Buckingham Nicks reissue revives early spark as Joy Crookes rises with Juniper
A 1973 duo album from Buckingham Nicks is back in the limelight, shedding new light on the Fleetwood Mac origins, while Joy Crookes asserts her artistry with a resilient second album.

A reissue of Buckingham Nicks, the 1973 duo album by Stevie Nicks and Lindsey Buckingham, shines a spotlight on the pair’s early promise as rumors of a Fleetwood Mac reunion swirl online. In July, the two artists posted cryptic lyrics from Frozen Love on Instagram, reviving fan speculation about a possible Mac revival after the band’s 2022 Christine McVie milestone. The reissue, released on vinyl, CD, and streaming services for the first time in decades, is a much-anticipated collector’s item. It preserves the original LP sleeve and package, including the same black-and-white imagery that once drew mixed feelings from Nicks about the nude cover shoot. The vinyl is priced at about £30, with the CD available for around £11, and all formats bring new attention to a record long treated as a formative, if overlooked, stepping stone in the Mac orbit.

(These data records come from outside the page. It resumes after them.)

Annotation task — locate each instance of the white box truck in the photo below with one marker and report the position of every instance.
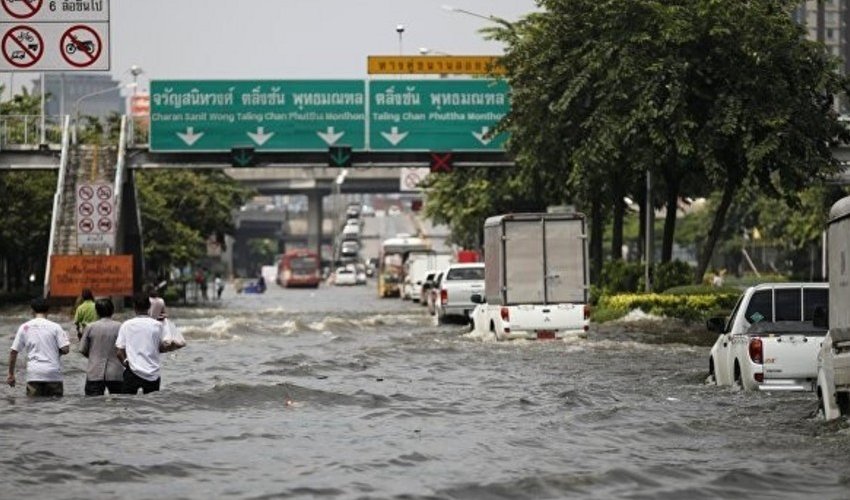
(417, 268)
(833, 385)
(535, 277)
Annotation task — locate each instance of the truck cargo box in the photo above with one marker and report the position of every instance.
(536, 258)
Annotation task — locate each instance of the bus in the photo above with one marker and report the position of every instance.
(394, 252)
(299, 268)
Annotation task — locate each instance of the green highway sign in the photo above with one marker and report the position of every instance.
(270, 115)
(444, 115)
(315, 115)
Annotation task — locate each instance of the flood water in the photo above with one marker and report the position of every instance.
(334, 393)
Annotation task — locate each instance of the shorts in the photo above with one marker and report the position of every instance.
(133, 382)
(45, 388)
(99, 387)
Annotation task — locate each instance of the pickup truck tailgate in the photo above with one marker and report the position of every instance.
(789, 349)
(557, 317)
(791, 356)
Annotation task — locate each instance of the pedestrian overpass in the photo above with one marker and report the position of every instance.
(306, 173)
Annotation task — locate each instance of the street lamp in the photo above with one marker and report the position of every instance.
(340, 178)
(425, 51)
(400, 30)
(92, 94)
(135, 70)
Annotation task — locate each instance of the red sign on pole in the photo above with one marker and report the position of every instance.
(22, 46)
(22, 9)
(80, 46)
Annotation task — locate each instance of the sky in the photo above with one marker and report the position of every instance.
(289, 39)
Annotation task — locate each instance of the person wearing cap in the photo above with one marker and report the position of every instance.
(139, 343)
(104, 370)
(85, 313)
(44, 342)
(157, 309)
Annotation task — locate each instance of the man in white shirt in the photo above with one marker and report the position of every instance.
(139, 343)
(44, 341)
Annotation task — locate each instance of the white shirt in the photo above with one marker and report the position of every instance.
(42, 339)
(140, 337)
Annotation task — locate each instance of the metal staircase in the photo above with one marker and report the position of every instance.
(78, 164)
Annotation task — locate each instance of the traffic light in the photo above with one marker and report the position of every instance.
(242, 157)
(339, 156)
(441, 162)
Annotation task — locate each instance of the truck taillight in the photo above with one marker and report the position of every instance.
(756, 350)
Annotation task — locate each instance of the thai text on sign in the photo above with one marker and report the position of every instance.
(103, 274)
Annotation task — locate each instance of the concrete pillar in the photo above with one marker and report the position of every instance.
(315, 216)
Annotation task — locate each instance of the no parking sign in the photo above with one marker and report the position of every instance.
(95, 215)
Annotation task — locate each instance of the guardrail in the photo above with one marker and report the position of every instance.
(25, 130)
(57, 200)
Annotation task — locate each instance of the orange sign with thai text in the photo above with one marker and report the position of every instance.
(435, 65)
(103, 274)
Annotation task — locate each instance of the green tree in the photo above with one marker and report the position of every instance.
(730, 90)
(180, 209)
(25, 226)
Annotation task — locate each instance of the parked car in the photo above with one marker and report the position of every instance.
(730, 357)
(345, 276)
(352, 211)
(427, 284)
(434, 293)
(349, 248)
(351, 233)
(360, 273)
(459, 283)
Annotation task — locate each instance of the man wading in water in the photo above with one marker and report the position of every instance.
(44, 342)
(140, 340)
(98, 344)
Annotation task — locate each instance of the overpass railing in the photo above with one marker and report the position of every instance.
(57, 200)
(25, 131)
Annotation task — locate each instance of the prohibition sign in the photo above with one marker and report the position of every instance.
(86, 209)
(104, 192)
(104, 208)
(412, 180)
(22, 46)
(22, 9)
(80, 46)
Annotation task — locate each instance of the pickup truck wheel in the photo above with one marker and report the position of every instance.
(737, 378)
(843, 400)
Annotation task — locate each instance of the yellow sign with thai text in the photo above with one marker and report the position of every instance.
(435, 65)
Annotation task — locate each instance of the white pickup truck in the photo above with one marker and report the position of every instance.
(459, 283)
(777, 356)
(769, 341)
(833, 386)
(536, 277)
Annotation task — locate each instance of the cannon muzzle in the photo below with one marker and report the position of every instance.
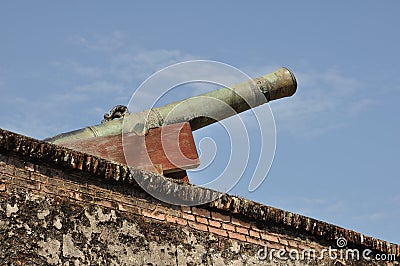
(200, 110)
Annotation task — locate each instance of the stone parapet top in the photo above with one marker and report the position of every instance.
(241, 212)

Adrian Thrills revisits the duo’s story, tracing how, after meeting in California high school, Nicks and Buckingham became lovers and collaborators who joined Fleetwood Mac in 1974. Their arrival helped rejuvenate the British blues band by adding Californian harmonies that would foreshadow the group’s later pop-saturated triumphs. The pair’s romance would become core material for Rumours, with Buckingham writing Go Your Own Way about Nicks and Nicks crafting Dreams and Silver Springs in response. The Buckingham Nicks album itself, though it did not burn bright in its first release, offers the duo’s chemistry in raw form and hints at the alchemy that would power later Mac records. The reissue features the same LP sleeve as the 1973 original and benefits from the contributions of drummer Jim Keltner and guitarist Jimmy Wachtel (the latter’s brother, Waddy Wachtel, would later help shape Stevie Nicks’s solo sound). The upstairs-downstairs dynamic—his harder-edged, more matter-of-fact writing versus her more lyrical, impressionistic approach—remains a through-line, offering glimpses of the greatness that would come to define the Rumours era. Thrills notes a few missteps in the package, including Lola My Love, which he views as throwaway, and two instrumental tracks that feel superfluous, yet the overall balance of strengths makes the record worth revisiting as a historical marker. Cryin In The Night, a femme-fatale cautionary tale, showcases Nicks’s melodic gift, while Crystal, a pastoral ballad written by Nicks and sung by Buckingham, hints at the harmonic chemistry that would later fuel their biggest successes. The release also anchors a broader conversation about Fleetwood Mac’s lineage, given that the pair would soon re-enter the Mac fold and contribute to a string of enduring songs that shaped rock and pop. The reissue re-introduces listeners to a chapter before the explosion, a time when the pair’s potential was still largely a whispered promise rather than a public spectacle. In this context, the material feels both intimate and historically significant, a reminder of where Rumours began and how the threads of that story started to weave through the band’s most famous era.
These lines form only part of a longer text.